AARP Eye Center
Americans pay among the highest prices in the world for prescription drugs and many have to choose between buying the medications they need and other essentials. Meanwhile, brand name drug prices continue to increase at rates that far exceed general inflation. Nationally, the average annual cost of prescription drug treatment increased 57.8% between 2012 and 2017, while the annual income for Georgians increased only 9.6%.[i]
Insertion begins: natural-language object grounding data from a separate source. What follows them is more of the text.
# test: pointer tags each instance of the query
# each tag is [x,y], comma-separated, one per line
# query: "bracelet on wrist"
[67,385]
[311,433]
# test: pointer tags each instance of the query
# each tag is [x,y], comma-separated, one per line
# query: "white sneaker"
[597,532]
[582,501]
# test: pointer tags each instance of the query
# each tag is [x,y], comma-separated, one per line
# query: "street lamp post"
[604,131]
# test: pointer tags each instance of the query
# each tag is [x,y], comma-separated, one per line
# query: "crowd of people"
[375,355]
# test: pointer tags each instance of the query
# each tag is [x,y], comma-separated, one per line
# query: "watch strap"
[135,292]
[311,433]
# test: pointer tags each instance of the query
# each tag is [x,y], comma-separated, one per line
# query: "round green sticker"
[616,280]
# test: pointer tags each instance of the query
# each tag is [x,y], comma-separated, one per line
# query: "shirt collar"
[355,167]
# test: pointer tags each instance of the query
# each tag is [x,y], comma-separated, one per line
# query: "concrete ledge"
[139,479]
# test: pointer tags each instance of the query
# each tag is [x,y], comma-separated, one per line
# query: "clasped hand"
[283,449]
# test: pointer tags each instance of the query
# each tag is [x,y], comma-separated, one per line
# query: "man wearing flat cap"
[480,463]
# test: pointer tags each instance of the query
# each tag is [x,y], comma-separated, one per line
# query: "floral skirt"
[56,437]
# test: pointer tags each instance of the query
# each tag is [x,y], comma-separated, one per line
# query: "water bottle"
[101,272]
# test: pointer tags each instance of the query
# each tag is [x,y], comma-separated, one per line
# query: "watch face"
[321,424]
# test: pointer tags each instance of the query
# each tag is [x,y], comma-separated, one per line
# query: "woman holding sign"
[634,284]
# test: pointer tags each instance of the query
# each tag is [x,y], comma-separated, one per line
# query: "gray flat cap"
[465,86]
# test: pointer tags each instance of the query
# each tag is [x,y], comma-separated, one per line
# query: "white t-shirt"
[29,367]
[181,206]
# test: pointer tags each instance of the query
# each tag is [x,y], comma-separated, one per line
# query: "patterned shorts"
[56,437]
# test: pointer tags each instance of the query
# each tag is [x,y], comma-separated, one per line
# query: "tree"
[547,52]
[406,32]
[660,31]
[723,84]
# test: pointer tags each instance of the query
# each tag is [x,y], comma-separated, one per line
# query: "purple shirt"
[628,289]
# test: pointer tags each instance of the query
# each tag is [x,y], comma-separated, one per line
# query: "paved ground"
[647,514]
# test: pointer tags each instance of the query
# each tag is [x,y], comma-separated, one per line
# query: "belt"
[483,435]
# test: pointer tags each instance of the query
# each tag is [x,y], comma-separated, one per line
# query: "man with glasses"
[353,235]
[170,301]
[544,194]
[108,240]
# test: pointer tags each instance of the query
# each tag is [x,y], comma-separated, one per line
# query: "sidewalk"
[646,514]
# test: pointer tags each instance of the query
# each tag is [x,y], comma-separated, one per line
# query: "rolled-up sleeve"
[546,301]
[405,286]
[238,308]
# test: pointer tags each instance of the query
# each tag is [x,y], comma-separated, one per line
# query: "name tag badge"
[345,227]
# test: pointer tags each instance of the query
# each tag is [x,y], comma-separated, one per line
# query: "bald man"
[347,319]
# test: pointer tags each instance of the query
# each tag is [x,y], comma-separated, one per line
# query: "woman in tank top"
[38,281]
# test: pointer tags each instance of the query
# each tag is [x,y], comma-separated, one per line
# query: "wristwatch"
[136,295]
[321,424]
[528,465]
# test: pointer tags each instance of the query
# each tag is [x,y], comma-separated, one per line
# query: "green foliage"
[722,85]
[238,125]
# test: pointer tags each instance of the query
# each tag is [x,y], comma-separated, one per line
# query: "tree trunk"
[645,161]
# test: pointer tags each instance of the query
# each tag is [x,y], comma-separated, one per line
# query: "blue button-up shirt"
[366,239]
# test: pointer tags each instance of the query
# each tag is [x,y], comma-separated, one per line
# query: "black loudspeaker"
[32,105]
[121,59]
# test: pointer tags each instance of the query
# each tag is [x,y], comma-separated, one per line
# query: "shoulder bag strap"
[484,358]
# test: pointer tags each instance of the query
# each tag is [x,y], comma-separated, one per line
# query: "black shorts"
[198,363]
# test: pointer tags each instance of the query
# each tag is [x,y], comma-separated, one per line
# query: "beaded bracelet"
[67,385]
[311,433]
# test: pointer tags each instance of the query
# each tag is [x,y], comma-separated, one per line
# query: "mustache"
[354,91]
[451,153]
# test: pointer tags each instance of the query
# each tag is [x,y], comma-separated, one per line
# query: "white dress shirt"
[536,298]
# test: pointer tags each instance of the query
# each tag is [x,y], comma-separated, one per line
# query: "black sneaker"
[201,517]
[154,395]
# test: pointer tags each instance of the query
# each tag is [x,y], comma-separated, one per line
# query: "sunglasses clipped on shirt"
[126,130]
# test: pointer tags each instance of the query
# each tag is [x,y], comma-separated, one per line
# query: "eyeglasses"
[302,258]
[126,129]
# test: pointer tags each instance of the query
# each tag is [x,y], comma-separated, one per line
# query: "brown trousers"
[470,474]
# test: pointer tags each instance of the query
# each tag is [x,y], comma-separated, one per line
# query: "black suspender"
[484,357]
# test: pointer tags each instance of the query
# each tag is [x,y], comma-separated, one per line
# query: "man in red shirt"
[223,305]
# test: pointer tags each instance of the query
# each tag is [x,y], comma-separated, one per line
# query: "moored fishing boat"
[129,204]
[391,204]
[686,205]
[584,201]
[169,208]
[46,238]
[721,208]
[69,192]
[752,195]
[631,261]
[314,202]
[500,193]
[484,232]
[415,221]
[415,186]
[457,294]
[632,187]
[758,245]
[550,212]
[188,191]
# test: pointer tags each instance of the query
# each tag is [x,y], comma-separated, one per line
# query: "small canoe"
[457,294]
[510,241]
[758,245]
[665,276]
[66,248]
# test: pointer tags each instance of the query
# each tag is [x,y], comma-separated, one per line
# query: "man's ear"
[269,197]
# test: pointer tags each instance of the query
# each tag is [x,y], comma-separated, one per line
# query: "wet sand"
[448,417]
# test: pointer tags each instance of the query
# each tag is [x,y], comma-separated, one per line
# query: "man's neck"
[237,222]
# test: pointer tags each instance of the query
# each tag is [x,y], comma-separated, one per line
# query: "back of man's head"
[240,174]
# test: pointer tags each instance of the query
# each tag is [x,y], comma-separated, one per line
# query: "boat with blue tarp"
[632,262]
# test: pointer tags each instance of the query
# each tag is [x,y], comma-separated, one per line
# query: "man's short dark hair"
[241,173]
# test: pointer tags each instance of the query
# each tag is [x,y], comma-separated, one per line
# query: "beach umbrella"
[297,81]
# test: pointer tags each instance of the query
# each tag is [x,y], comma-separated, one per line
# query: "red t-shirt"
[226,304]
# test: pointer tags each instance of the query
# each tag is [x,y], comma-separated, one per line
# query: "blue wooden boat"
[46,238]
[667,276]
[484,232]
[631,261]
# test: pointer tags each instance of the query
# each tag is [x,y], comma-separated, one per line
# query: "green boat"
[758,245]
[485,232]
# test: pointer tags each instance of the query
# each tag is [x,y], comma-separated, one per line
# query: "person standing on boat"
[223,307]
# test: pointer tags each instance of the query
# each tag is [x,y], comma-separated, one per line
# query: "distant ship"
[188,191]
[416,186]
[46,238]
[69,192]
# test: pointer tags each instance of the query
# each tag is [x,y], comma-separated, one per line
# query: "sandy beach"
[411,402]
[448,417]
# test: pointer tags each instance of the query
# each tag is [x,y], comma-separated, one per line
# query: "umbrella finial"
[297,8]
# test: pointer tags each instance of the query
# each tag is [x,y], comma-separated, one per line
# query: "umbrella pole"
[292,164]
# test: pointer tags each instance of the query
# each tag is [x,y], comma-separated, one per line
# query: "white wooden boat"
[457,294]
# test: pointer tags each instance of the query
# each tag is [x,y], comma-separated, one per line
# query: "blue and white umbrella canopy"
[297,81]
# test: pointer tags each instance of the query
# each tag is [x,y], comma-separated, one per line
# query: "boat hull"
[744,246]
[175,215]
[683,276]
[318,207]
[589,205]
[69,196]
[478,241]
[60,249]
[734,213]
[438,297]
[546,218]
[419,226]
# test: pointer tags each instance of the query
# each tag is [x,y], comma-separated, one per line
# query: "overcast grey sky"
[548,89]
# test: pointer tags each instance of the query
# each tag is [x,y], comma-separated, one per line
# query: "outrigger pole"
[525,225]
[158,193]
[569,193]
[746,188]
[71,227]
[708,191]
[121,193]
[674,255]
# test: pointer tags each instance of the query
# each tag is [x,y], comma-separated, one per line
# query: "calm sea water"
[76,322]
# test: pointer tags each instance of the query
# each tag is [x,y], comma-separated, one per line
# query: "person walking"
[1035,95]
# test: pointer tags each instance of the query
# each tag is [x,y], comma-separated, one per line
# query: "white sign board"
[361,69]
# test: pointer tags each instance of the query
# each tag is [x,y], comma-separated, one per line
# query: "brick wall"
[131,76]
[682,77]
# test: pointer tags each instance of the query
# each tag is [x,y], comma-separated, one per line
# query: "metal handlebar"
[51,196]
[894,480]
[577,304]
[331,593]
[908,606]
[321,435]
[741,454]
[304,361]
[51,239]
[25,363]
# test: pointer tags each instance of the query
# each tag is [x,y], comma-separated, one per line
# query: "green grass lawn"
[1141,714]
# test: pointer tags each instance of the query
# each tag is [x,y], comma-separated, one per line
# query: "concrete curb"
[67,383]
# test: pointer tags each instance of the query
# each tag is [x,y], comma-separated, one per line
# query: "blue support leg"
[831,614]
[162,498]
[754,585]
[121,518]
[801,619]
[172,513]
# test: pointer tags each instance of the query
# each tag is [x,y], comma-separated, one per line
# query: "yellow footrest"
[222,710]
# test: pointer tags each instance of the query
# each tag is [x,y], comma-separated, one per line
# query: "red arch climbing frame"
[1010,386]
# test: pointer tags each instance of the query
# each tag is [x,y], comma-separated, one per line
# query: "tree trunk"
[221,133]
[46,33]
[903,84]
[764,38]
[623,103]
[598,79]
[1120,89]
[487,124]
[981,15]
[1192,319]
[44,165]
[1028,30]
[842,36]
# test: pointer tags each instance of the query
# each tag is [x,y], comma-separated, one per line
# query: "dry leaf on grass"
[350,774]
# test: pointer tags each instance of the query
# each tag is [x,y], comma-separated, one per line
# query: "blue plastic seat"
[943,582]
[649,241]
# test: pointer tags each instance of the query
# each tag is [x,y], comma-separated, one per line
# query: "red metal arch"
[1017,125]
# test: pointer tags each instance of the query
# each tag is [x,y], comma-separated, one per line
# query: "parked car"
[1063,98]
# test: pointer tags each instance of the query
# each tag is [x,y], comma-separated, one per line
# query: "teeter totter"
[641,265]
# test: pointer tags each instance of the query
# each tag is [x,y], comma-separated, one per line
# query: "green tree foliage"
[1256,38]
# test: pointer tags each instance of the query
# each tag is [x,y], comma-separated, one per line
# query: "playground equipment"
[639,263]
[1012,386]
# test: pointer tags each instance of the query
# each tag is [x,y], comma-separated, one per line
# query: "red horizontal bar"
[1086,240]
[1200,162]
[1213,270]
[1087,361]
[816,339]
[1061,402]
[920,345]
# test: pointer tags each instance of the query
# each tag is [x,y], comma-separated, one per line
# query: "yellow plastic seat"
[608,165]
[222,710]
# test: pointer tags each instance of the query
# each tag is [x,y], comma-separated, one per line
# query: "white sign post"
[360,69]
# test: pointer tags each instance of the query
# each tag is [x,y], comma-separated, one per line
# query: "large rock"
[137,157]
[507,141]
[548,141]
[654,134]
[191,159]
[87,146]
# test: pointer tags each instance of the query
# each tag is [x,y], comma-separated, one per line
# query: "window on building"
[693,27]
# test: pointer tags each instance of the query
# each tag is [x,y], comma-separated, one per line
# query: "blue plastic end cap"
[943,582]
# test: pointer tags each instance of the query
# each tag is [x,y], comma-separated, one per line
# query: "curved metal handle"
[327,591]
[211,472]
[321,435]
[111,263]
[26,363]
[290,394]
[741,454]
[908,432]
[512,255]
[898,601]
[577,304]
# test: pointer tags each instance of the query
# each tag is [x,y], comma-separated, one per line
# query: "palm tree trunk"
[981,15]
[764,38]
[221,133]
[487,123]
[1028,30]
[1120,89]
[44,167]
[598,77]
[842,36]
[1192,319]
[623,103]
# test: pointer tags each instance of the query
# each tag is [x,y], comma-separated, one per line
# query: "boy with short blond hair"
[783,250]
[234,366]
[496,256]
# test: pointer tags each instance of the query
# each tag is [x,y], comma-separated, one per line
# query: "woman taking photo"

The average annual cost for one brand name drug, used on a chronic basis, was around $6,800 in 2017, almost $1,000 more than in 2015.[ii] If retail drug price changes had been limited to the general inflation rate between 2006 and 2017, the average annual cost of therapy for one brand name drug in 2017 would have been $2,178 instead of $6,798.
These unrelenting price increases could force many Americans to pay drug prices that exceed their entire income for a year, yet pharmaceutical companies remain undeterred. Pharmaceuticals spent nearly $169 million for lobbying and more than $6 billion for advertising in 2018.[iii] Nearly 80% of every Big Pharma dollar goes to something other than research and development.[iv]
It is time for Congress to take action to protect seniors and all tax payers from price gouging by drug companies. Let your legislators know how you feel. Sign the AARP Stop Rx Greed petition and urge your elected officials to support commonsense solutions to lower prescription drug prices today.
Members of Congress spend the month of August in their home districts. Call their state office and ask them to Stop Rx Greed and cut drug prices now!
[i] Based on the price associated with taking 4 widely used brand name prescription drugs. Income is based on median person-level income.
[ii] Stephen W. Schondelmeyer and Leigh Purvis, “Rx Price Watch Report: Trends in Retail Prices of Brand Name Prescription
Drugs Widely Used by Older Americans, 2017 Year-End Update,” AARP Public Policy Institute, Washington, DC, September 2018.